Block Coordinate Descent Methods for Optimization under J-Orthogonality Constraints with Applications
Di He, Ganzhao Yuan, Xiao Wang, Pengxiang Xu
TL;DR
This work tackles optimization problems constrained to J-orthogonal matrices, where the constraint takes the form $\mathbf{X}^\top \mathbf{J} \mathbf{X} = \mathbf{J}$ and the objective is a smooth (often finite-sum) function. It introduces JOBCD, a block coordinate descent framework with two variants: GS-JOBCD, which updates 2-by-2 blocks via a Gauss-Seidel-inspired majorization-minimization surrogate, and VR-J-JOBCD, a variance-reduced Jacobi method designed for large-scale finite-sum problems and parallel execution. The authors establish optimality conditions on the J-manifold, global convergence to block-stationary points, and strong convergence under the KL property, with explicit iteration complexities: GS-JOBCD achieves $\mathcal{O}(\Delta_0 N / \varepsilon)$ and VR-J-JOBCD achieves $\mathcal{O}(nN + \Delta_0 \sqrt{N} / \varepsilon)$. Empirically, JOBCD variants outperform state-of-the-art methods across hyperbolic eigenvalue problems, hyperbolic structure probing, and ultrahyperbolic KG embedding, highlighting improved accuracy and efficiency, particularly in large-scale finite-sum settings. The framework thus offers a scalable and theoretically grounded approach to nonconvex optimization under J-orthogonality with broad applicability in hyperbolic and ultrahyperbolic learning tasks.
Abstract
The J-orthogonal matrix, also referred to as the hyperbolic orthogonal matrix, is a class of special orthogonal matrix in hyperbolic space, notable for its advantageous properties. These matrices are integral to optimization under J-orthogonal constraints, which have widespread applications in statistical learning and data science. However, addressing these problems is generally challenging due to their non-convex nature and the computational intensity of the constraints. Currently, algorithms for tackling these challenges are limited.

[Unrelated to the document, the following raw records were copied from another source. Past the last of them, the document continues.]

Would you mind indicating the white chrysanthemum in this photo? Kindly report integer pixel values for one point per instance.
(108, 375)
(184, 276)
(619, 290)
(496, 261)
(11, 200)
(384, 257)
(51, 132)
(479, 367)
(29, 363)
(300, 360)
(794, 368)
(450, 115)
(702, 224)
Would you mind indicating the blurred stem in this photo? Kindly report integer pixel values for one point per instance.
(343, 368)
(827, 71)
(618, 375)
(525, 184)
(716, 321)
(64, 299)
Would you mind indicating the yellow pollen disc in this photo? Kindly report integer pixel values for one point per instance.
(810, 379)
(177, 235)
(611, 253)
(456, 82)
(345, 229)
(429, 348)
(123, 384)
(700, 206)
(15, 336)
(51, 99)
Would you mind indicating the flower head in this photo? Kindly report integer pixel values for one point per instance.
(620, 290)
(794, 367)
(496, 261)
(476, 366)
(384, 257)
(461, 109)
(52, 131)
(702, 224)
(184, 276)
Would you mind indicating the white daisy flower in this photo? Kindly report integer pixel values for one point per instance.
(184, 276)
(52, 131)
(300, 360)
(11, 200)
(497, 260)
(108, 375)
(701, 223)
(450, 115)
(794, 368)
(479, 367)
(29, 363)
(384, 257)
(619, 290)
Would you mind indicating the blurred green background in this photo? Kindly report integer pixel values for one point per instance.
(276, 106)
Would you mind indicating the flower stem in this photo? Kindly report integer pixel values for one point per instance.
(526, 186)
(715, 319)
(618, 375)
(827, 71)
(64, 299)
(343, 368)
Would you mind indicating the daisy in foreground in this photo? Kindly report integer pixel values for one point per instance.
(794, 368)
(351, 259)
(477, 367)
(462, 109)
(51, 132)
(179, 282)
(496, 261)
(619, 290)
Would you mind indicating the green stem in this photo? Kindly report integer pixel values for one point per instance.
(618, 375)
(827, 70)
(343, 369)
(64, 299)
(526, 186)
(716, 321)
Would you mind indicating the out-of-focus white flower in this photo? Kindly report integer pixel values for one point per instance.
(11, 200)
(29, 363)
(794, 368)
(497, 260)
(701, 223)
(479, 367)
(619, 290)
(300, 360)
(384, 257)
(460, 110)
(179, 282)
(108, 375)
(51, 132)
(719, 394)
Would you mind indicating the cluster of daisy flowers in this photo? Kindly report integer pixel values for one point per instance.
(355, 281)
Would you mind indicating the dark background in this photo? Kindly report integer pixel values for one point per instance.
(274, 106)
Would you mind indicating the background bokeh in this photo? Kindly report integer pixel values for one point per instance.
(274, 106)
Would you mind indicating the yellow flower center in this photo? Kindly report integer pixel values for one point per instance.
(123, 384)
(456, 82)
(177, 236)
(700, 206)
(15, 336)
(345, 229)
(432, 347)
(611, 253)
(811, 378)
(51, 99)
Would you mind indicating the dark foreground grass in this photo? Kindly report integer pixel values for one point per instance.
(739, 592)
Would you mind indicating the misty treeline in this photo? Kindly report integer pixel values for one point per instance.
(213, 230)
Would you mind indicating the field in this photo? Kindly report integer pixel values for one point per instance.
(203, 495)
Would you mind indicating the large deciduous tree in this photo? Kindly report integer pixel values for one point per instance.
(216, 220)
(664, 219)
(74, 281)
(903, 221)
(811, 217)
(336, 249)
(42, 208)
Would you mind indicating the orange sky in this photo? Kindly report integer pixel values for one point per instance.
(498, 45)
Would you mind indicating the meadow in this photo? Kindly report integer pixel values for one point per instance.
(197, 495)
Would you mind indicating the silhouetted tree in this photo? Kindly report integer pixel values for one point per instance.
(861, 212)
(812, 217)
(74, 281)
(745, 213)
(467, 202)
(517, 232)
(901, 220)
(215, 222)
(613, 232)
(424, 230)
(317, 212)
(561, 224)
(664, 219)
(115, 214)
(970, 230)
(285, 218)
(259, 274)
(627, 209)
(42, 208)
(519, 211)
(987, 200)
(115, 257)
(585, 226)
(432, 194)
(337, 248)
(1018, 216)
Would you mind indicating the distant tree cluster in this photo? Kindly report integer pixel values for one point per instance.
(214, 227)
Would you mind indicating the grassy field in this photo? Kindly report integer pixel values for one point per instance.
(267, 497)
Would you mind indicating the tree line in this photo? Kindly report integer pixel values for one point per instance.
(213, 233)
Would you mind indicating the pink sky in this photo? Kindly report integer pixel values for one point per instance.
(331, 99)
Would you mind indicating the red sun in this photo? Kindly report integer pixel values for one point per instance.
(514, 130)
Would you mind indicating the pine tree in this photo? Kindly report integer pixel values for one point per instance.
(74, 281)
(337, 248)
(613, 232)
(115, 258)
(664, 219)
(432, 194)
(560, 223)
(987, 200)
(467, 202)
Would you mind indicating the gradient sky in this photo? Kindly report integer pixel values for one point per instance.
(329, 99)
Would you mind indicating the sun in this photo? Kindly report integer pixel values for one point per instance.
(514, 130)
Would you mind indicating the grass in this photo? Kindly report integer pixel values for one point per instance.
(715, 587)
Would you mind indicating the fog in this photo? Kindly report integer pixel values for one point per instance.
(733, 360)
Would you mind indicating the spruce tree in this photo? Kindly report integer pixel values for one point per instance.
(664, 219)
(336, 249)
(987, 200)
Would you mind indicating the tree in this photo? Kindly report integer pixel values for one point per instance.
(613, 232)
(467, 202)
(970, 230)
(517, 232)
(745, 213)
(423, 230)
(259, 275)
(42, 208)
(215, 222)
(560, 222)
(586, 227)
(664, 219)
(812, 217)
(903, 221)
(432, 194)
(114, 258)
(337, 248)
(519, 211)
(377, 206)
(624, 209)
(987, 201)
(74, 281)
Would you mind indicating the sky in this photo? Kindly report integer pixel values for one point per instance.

This paper introduces JOBCD, a novel Block Coordinate Descent method designed to address optimizations with J-orthogonality constraints. We explore two specific variants of JOBCD: one based on a Gauss-Seidel strategy (GS-JOBCD), the other on a variance-reduced and Jacobi strategy (VR-J-JOBCD). Notably, leveraging the parallel framework of a Jacobi strategy, VR-J-JOBCD integrates variance reduction techniques to decrease oracle complexity in the minimization of finite-sum functions. For both GS-JOBCD and VR-J-JOBCD, we establish the oracle complexity under mild conditions and strong limit-point convergence results under the Kurdyka-Lojasiewicz inequality. To demonstrate the effectiveness of our method, we conduct experiments on hyperbolic eigenvalue problems, hyperbolic structural probe problems, and the ultrahyperbolic knowledge graph embedding problem. Extensive experiments using both real-world and synthetic data demonstrate that JOBCD consistently outperforms state-of-the-art solutions, by large margins.